Last edited by a moderator:
That drifting is probably caused by rotational correction going off for you and on for the other pilot.
^This
The problem is that the rotational correction turns off within the mail slot. Imagine it like that: Within the slot rotational correction (theoretically) works by thrusting up (or down), following the rotation and towards the center of rotation to keep the distance the same. Once you stop following the rotation you will end up with slight inward momentum. If that's the real reason, no clue, but I guess it makes sense. Anyways I have experienced the same. I'm always drifting towards the middle. It's worse with ships who generally accelerate slower/drift more, so the explanation would make sense.
 
Last edited:
My understanding (or what I always thought) was this was the Toast Rack trying to be useful and assist you with getting on centre.
 
The station is moving, orbiting around something. I've always felt this 'drifting' as the station trying to move away from me :)
 
The station is moving, orbiting around something.

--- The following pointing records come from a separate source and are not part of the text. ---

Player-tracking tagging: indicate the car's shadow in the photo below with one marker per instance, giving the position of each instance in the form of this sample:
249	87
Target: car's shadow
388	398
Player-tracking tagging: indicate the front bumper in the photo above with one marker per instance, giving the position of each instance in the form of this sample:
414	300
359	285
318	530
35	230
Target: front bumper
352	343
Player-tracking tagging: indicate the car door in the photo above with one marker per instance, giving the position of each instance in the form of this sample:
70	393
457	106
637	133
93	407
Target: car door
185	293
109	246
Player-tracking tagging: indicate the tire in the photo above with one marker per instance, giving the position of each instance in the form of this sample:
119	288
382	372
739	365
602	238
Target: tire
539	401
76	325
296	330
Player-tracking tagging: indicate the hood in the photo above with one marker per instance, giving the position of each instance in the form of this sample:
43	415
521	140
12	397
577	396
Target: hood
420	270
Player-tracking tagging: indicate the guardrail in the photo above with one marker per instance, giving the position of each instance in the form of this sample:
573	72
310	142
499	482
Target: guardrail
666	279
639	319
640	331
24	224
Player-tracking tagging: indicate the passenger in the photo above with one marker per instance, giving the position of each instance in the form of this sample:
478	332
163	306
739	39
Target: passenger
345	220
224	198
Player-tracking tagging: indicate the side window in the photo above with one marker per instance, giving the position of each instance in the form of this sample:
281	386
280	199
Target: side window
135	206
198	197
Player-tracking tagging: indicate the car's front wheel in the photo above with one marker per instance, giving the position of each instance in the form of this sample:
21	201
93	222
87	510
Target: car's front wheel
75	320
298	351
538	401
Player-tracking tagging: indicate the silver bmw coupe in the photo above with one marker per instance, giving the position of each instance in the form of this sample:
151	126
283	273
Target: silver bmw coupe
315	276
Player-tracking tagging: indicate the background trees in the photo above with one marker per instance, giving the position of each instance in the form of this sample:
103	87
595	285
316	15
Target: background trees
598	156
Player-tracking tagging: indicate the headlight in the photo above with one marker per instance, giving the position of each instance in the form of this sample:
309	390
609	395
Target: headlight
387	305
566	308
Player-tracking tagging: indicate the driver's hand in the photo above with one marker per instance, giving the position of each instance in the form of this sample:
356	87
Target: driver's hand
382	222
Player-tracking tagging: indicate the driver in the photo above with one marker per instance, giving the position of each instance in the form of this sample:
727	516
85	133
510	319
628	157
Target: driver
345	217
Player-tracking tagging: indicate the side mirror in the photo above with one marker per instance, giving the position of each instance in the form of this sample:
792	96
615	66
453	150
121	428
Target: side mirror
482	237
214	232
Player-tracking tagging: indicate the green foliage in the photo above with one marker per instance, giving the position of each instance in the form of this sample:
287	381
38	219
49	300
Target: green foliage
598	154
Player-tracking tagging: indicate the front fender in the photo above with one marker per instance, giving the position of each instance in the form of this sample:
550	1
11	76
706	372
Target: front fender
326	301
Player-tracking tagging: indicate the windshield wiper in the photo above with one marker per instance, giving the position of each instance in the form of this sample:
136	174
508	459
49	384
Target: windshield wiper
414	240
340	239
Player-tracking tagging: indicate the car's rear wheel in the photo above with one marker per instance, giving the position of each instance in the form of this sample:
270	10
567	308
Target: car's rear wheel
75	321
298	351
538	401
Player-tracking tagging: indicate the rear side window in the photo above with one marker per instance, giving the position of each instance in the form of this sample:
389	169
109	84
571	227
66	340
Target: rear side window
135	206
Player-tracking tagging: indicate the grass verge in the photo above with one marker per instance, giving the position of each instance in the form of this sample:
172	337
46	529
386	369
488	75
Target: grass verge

I've always felt this 'drifting' as the station trying to move away from me :)

That's just an optical illusion caused by the rotation ;) The station is moving (very fast, way faster than you can thrust in normal space), however when you are instanced with the station you move with it, so for you it is always stationary. It's the same for all objects like planet rings. There you can even see the sun rise or set (covered by the planet) on fast rotating planets. You can see the station move when you lock onto it and drop out of SC far enough to be placed in a separate instance, where you can see the marker rush across your screen. On fast stations throttling down to 30km/s in SC does the same.
 
Last edited:
Yesterday I saw a post of a commander saying his ship was pulled to the center of the station's entrance. And the same day happened to me. I own a Python and never happened until yesterday... Maybe it's a bug. Just saying...
 
It's not a bug. The entrance to a station has a 'magnetic' field that always pulls you towards the centre of the docking port. It is supposed to make docking a bit easier in larger ships.

The bigger the ship, the bigger the effect and the further from the centre, the bigger the pull.

Moral of the story: Don't try and pass a T9 or anaconda in the docking port, you may get pulled into a collision.
 
It's not a bug. The entrance to a station has a 'magnetic' field that always pulls you towards the centre of the docking port. It is supposed to make docking a bit easier in larger ships.

The bigger the ship, the bigger the effect and the further from the centre, the bigger the pull.

Moral of the story: Don't try and pass a T9 or anaconda in the docking port, you may get pulled into a collision.

So, the most dangerous parts of the game are those that are supposed to make things easier? I'm partly bypassing this issue from now on by having downsized the physical mass of my ship to that of a Python. Now, I am unable to get the game started due to connection errors. Maybe Frontier doesn't approve that sort of problem solving.

Be that as it may, my opinion is clear on this matter: Please, someone, make it stop! It's unnecessarily dangerous in the worst possible way.
 
It's been there since beta and there was some hearty 'discussion' about it when they put it in. So I think it is unlikely they'll change it now. My opinion: they have other things to work on that are more important (like Chaodiurn's connection problems).

These days I just go straight down the middle, can get a bit interesting in open!